Yei, Central Equatoria; South Sudan;
- Frequency: 88.8 FM

Programming
- Languages: Local languages, English
- Format: Community radio

Ownership
- Owner: Community based

History
- First air date: 2021

Technical information
- Licensing authority: South Sudan Media Authority, National Communication Authority
- Transmitter coordinates: 4°06′07″N 30°39′57″E﻿ / ﻿4.101991°N 30.665699°E

Links
- Website: https://radioyei.org

= Access Radio =

Radio station in South Sudan

Access Radio is a community radio station based in Yei, Central Equatoria, South Sudan. It was officially launched in 2021 and broadcasts under the slogan "transforming communities". The station is licensed by the National Communication Authority, the statutory body mandated to license and regulate electronic communication activities and services in South Sudan

== Overview ==
Access Radio broadcasts to Yei, Lainya, Morobo, Kajo-Keji and parts of Juba County in Central Equatoria State. The station describes itself as an independent, community based initiative, producing programs "for the community, by the community, and about the community".

Its stated goals include promoting peacebuilding, good governance, reconciliation, unity and cultural diversity. According to station managers, the radio aims to improve access to timely and reliable information, as well as to empower citizens through education and dialogue.
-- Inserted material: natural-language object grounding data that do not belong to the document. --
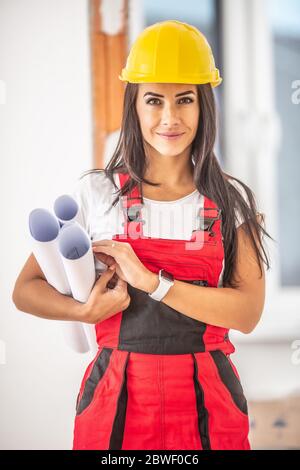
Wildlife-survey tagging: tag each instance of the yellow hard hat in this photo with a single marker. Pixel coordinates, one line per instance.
(171, 52)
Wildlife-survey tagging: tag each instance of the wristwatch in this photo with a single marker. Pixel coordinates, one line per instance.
(166, 280)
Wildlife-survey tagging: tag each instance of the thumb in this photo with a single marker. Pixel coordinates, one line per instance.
(106, 275)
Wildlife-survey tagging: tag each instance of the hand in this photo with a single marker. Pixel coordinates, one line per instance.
(128, 266)
(103, 302)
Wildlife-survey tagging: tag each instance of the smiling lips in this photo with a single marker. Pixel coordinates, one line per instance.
(170, 136)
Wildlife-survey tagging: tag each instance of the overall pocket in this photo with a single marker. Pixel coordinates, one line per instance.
(93, 381)
(230, 380)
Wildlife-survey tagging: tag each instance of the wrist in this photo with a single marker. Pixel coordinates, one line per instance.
(150, 282)
(80, 312)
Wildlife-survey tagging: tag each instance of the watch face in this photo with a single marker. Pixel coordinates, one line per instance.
(167, 275)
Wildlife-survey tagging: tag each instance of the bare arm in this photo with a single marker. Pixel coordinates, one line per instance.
(32, 294)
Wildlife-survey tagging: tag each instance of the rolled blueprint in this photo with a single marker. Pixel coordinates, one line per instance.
(66, 210)
(78, 259)
(44, 231)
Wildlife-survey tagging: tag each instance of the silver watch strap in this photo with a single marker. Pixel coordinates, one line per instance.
(162, 289)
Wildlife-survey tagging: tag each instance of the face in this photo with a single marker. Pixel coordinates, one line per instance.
(168, 108)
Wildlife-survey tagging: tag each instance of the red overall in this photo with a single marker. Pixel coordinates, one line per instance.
(160, 379)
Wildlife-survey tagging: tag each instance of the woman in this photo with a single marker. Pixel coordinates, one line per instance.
(163, 377)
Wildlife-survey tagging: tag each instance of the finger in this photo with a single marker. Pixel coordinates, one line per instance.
(107, 259)
(104, 249)
(104, 243)
(106, 275)
(120, 285)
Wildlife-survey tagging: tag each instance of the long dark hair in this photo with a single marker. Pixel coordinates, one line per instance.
(129, 157)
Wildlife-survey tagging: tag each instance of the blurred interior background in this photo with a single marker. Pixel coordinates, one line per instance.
(60, 111)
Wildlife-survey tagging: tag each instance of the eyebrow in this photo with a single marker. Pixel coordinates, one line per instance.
(162, 96)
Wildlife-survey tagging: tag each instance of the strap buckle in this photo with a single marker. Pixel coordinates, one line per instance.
(206, 222)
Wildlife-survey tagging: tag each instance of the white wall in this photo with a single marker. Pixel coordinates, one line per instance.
(45, 144)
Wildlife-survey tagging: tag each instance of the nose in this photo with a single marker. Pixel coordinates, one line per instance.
(170, 115)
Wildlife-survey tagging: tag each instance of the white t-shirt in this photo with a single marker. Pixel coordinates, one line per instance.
(163, 219)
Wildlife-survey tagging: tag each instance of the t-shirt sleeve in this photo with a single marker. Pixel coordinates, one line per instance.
(239, 217)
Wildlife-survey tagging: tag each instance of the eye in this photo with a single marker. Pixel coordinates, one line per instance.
(186, 98)
(181, 99)
(152, 99)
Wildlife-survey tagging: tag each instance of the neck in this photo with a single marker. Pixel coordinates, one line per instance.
(170, 171)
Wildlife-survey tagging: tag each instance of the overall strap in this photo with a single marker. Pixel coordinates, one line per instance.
(208, 214)
(131, 206)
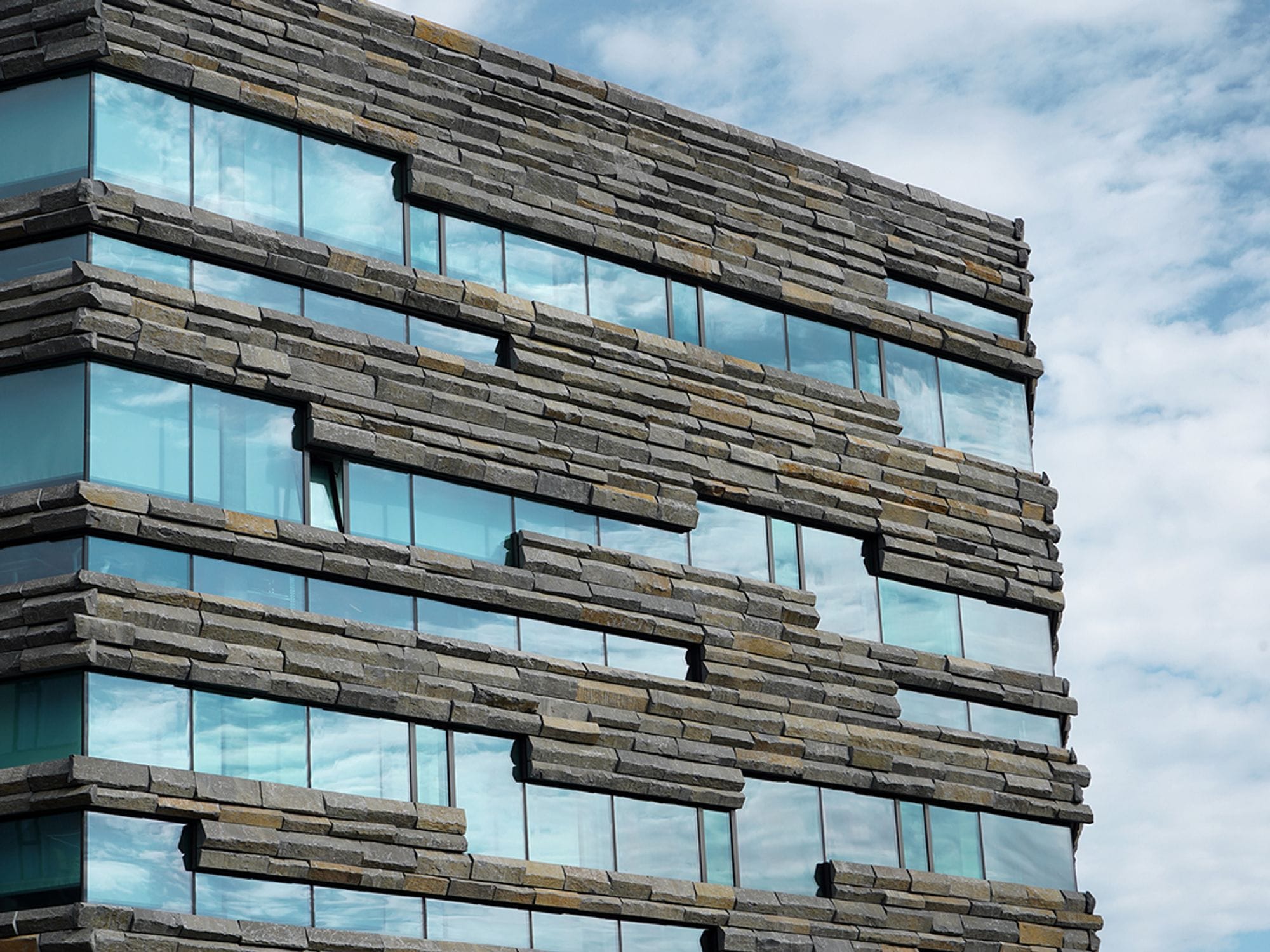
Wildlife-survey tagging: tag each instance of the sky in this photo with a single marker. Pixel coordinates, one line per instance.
(1133, 136)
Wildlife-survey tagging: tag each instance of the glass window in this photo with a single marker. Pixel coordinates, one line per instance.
(368, 757)
(474, 252)
(1012, 638)
(487, 789)
(41, 719)
(924, 620)
(138, 722)
(142, 139)
(731, 541)
(956, 842)
(379, 503)
(779, 837)
(247, 169)
(846, 595)
(911, 383)
(46, 446)
(53, 148)
(1028, 852)
(250, 583)
(139, 432)
(657, 840)
(137, 863)
(860, 830)
(625, 296)
(368, 912)
(350, 201)
(463, 520)
(745, 331)
(252, 738)
(821, 351)
(570, 827)
(544, 272)
(986, 414)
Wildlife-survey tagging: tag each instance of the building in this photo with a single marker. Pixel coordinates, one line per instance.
(360, 591)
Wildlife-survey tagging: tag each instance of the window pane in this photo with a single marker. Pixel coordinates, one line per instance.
(474, 252)
(956, 842)
(355, 315)
(250, 583)
(570, 827)
(731, 541)
(543, 272)
(846, 595)
(368, 912)
(462, 520)
(1012, 638)
(138, 722)
(368, 757)
(350, 201)
(139, 432)
(41, 719)
(924, 620)
(261, 901)
(379, 503)
(562, 642)
(454, 621)
(148, 564)
(46, 446)
(252, 738)
(911, 384)
(860, 830)
(779, 837)
(487, 789)
(247, 169)
(657, 840)
(137, 863)
(821, 351)
(745, 331)
(986, 414)
(53, 148)
(1028, 852)
(246, 288)
(625, 296)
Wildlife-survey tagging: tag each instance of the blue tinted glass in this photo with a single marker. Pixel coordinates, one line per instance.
(142, 139)
(379, 503)
(140, 261)
(986, 414)
(454, 621)
(731, 541)
(139, 432)
(247, 169)
(250, 583)
(246, 288)
(53, 148)
(745, 331)
(137, 863)
(350, 202)
(821, 351)
(368, 757)
(46, 446)
(462, 520)
(368, 912)
(156, 567)
(138, 722)
(252, 738)
(354, 315)
(625, 296)
(474, 252)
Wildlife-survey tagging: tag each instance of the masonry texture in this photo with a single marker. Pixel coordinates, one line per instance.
(582, 412)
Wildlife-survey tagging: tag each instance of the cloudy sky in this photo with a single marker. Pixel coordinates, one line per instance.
(1135, 139)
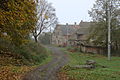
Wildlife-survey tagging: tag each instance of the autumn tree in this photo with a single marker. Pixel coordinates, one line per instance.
(46, 18)
(99, 14)
(17, 19)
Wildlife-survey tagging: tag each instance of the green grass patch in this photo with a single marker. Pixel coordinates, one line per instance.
(111, 72)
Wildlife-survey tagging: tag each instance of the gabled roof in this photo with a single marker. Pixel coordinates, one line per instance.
(84, 27)
(67, 29)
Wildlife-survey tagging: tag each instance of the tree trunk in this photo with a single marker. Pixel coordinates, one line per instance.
(35, 37)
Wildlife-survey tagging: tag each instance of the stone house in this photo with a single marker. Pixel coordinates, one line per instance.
(63, 33)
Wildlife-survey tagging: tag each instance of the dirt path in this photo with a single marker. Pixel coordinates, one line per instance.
(48, 71)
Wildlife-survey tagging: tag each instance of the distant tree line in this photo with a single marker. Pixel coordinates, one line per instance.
(99, 14)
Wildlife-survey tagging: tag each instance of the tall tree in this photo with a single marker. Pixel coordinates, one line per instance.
(17, 19)
(46, 18)
(99, 14)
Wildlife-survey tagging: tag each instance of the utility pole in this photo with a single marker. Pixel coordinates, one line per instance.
(50, 36)
(67, 34)
(109, 31)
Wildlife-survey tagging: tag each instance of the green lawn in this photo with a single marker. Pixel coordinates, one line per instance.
(112, 72)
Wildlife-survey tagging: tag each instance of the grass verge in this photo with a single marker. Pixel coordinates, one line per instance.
(111, 72)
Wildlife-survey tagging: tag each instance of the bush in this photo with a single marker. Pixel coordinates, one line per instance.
(30, 53)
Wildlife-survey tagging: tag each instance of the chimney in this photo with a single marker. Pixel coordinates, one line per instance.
(66, 24)
(75, 23)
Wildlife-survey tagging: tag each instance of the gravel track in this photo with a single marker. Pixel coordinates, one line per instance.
(48, 71)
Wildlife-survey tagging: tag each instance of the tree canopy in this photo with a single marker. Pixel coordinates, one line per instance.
(99, 14)
(17, 19)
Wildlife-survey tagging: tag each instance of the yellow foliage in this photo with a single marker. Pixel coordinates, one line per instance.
(18, 20)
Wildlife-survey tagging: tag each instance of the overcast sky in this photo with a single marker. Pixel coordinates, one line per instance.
(70, 11)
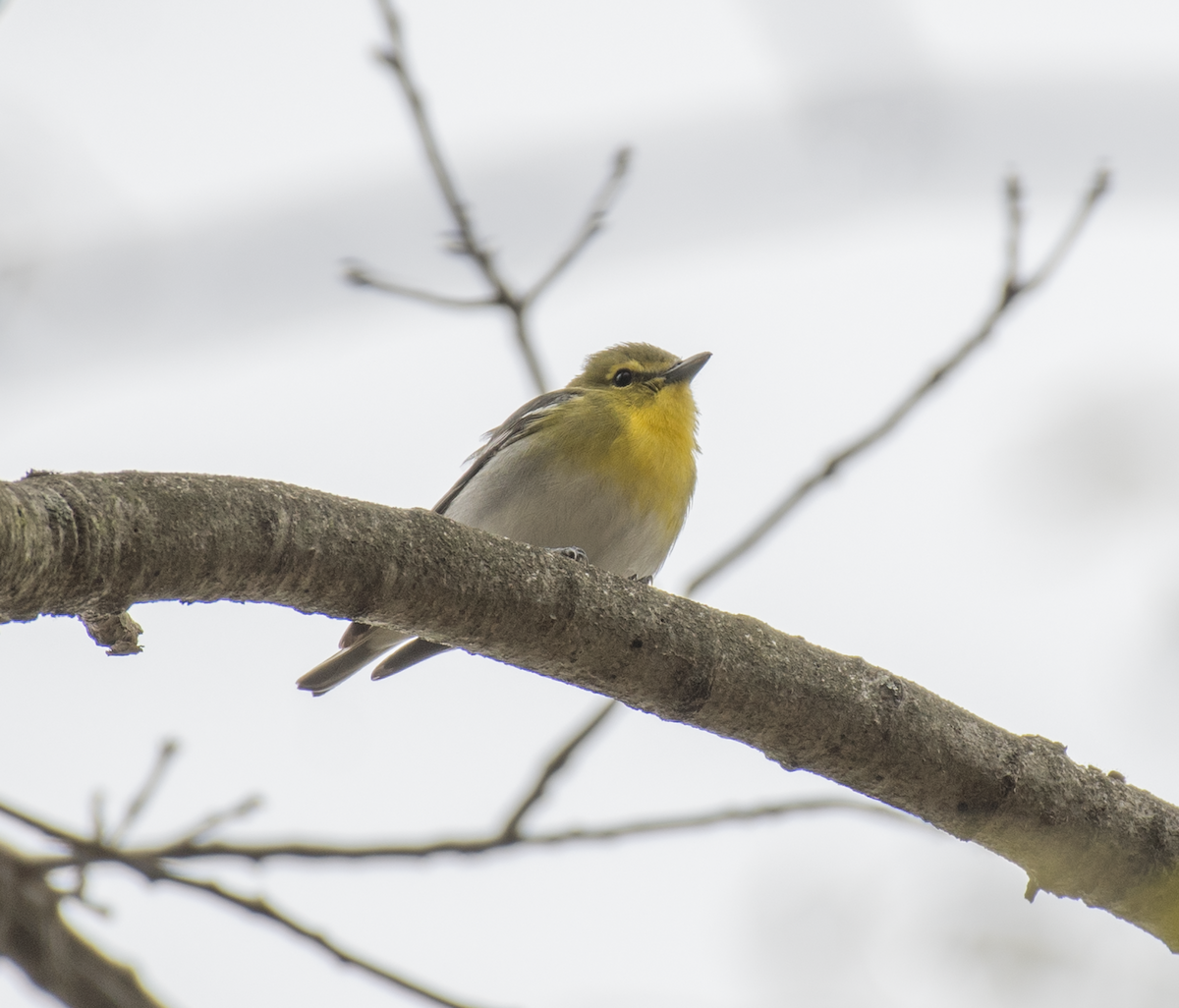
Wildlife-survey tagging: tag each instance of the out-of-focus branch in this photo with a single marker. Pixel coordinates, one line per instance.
(146, 791)
(263, 909)
(467, 241)
(1012, 288)
(158, 864)
(62, 964)
(54, 958)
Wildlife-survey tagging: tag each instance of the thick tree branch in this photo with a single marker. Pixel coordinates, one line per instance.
(98, 543)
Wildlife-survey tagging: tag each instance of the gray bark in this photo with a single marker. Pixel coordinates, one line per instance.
(94, 545)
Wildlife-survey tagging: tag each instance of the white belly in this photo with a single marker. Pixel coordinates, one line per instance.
(514, 496)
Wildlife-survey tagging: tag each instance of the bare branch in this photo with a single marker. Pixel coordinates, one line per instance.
(1077, 831)
(590, 227)
(360, 275)
(1011, 289)
(512, 826)
(259, 853)
(35, 937)
(263, 909)
(216, 819)
(147, 790)
(467, 241)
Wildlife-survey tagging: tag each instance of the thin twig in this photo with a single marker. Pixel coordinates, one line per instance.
(592, 224)
(1011, 290)
(166, 754)
(467, 241)
(360, 276)
(259, 853)
(263, 909)
(216, 819)
(560, 758)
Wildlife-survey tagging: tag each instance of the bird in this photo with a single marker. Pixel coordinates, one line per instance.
(600, 471)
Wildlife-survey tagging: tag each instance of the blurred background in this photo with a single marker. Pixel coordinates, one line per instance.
(816, 198)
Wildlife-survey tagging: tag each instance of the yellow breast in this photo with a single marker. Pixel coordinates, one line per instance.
(642, 445)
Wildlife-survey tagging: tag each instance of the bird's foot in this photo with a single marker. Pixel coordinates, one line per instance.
(575, 553)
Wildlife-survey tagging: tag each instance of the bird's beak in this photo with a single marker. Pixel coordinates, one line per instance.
(685, 370)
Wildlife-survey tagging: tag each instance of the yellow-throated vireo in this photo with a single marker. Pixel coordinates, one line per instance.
(602, 470)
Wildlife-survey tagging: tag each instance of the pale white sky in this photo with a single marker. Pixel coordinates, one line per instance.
(814, 198)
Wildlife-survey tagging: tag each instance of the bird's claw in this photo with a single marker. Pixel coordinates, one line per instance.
(575, 553)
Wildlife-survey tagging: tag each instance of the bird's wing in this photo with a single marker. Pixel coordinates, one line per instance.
(363, 643)
(517, 427)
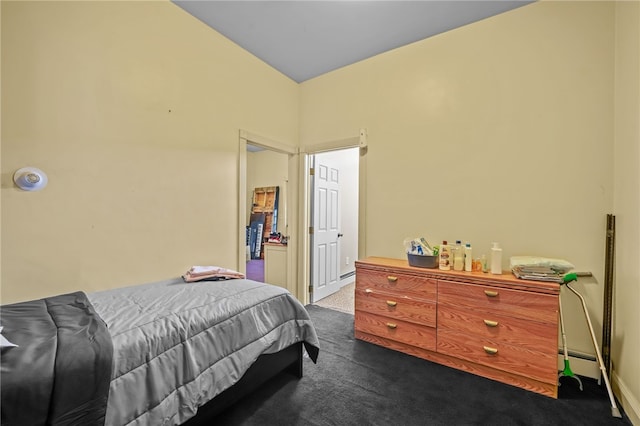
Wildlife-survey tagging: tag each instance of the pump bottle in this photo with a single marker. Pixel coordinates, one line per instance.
(468, 258)
(444, 256)
(496, 259)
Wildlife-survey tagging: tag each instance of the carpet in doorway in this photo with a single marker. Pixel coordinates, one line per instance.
(357, 383)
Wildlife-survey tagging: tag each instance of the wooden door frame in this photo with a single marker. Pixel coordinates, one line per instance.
(288, 216)
(360, 141)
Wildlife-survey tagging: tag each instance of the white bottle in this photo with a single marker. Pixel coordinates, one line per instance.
(444, 256)
(458, 256)
(496, 259)
(468, 258)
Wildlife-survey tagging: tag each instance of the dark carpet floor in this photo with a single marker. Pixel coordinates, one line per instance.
(357, 383)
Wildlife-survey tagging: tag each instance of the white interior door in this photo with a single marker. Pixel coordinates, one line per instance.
(325, 239)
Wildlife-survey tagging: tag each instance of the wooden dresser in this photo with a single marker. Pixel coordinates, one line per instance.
(495, 326)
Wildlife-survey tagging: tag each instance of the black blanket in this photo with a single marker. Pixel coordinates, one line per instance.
(60, 372)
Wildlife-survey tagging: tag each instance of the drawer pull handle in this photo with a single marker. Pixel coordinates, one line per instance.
(491, 323)
(490, 351)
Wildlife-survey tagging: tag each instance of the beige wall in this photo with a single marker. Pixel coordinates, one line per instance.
(626, 333)
(498, 131)
(133, 109)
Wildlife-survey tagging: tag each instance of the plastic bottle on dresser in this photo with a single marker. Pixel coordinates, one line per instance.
(496, 259)
(444, 256)
(468, 258)
(458, 256)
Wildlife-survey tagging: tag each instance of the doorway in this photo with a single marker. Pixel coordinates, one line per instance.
(333, 206)
(266, 163)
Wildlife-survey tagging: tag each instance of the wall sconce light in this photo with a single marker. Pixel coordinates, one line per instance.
(30, 179)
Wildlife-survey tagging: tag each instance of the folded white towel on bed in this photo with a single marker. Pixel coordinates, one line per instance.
(198, 273)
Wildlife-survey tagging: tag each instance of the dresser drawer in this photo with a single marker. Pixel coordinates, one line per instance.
(424, 288)
(516, 303)
(514, 359)
(396, 306)
(532, 335)
(394, 329)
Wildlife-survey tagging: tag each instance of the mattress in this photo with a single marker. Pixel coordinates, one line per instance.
(177, 345)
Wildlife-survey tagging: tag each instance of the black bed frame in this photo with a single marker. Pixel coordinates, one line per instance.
(268, 366)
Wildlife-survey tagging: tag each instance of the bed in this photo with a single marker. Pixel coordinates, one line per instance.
(159, 354)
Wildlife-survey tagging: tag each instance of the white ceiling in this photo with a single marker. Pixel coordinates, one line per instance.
(304, 39)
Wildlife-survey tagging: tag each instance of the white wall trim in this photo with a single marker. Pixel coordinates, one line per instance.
(630, 405)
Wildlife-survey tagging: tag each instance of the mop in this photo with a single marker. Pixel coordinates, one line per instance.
(615, 412)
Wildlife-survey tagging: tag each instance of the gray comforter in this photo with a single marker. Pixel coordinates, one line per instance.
(177, 345)
(63, 347)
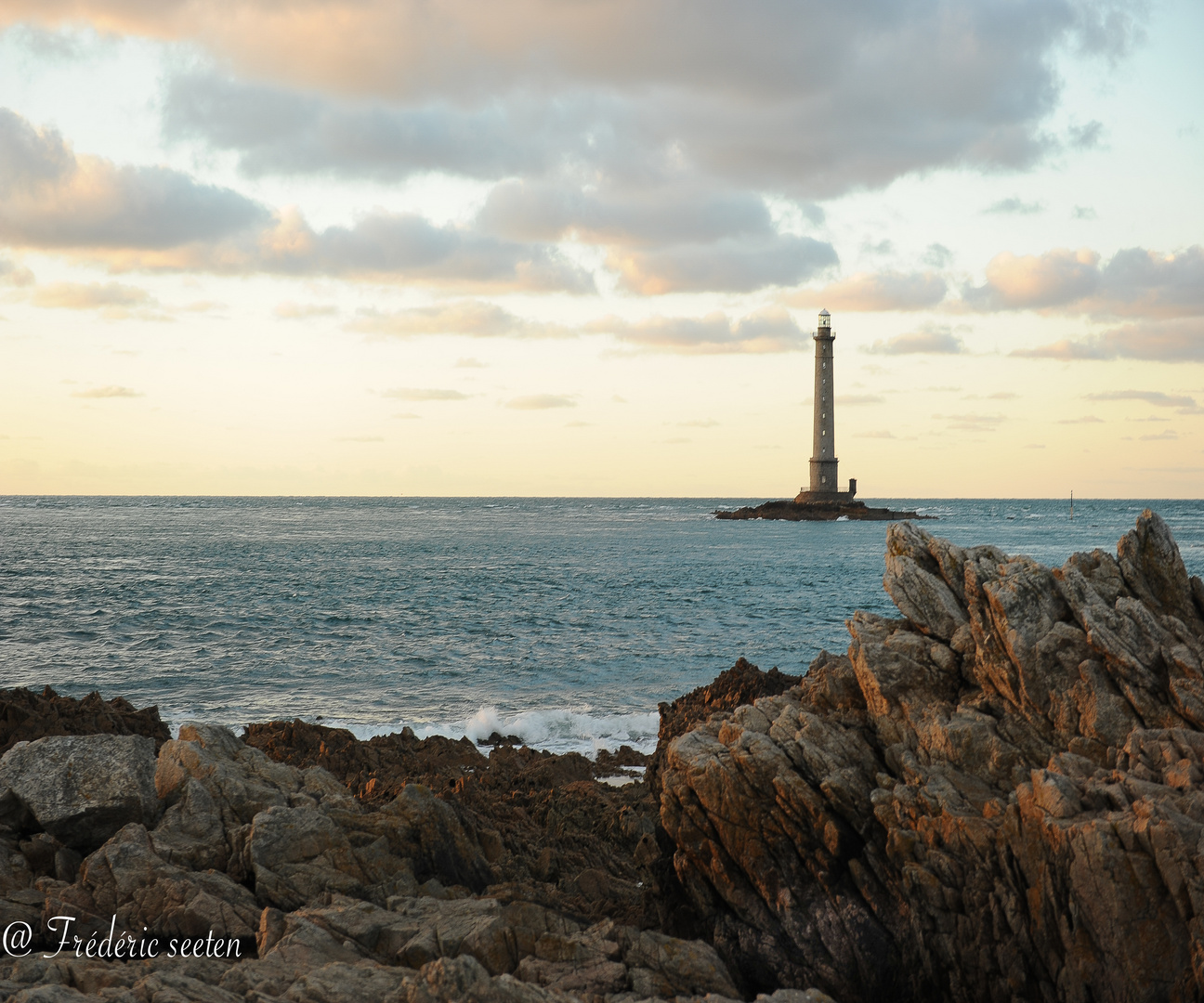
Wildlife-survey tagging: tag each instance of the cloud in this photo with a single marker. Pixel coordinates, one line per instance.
(869, 292)
(1014, 206)
(1135, 282)
(938, 255)
(928, 340)
(475, 318)
(158, 218)
(973, 423)
(290, 311)
(744, 94)
(52, 199)
(1054, 279)
(727, 265)
(73, 295)
(1086, 137)
(541, 402)
(11, 273)
(767, 332)
(107, 392)
(1160, 341)
(1156, 397)
(420, 394)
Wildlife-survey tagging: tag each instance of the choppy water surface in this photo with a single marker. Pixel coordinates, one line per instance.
(564, 620)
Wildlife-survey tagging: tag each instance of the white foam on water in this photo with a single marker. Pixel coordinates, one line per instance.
(556, 731)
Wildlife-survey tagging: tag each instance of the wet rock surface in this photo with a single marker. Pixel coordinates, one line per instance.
(816, 512)
(281, 885)
(997, 796)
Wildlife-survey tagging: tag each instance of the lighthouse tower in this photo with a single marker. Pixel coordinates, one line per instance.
(824, 462)
(824, 425)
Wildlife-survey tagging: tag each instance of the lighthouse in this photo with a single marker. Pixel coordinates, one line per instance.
(824, 460)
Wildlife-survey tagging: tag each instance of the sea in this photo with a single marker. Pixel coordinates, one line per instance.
(564, 621)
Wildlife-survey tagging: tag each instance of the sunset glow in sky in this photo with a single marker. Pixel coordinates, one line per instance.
(569, 247)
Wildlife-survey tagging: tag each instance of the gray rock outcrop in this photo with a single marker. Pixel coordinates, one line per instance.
(999, 797)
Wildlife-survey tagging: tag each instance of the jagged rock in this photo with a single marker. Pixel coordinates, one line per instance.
(216, 785)
(82, 788)
(27, 715)
(999, 797)
(419, 827)
(125, 879)
(296, 853)
(341, 983)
In November 2025, Access Radio expanded its services by launching online broadcasting, allowing its programmes to be streamed live via its official website.

According to station management, the move was intended to extend the station’s reach to audiences in other parts of South Sudan and to South Sudanese communities living abroad.

== Community role ==
Community leaders and local organizations have expressed support for the station. Activists and youth leaders in Yei have emphasized its potential role in peacebuilding, reconciliation, youth participation and women's empowerment.

In September 2021, the National Press Club (South Sudan) (NPC-SS), with support from UNESCO, conducted a two-day training for Access Radio journalists. The training focused on gender-sensitive reporting, basic journalism skills, ethics and protection of journalists. The initiative aimed to improve media coverage of gender and women’s issues in South Sudan.

Access Radio has also been a platform for development and peacebuilding organizations. For example, the Whitaker Peace and Development Initiative (WPDI) partnered with the station for radio talk shows on peace and youth engagement.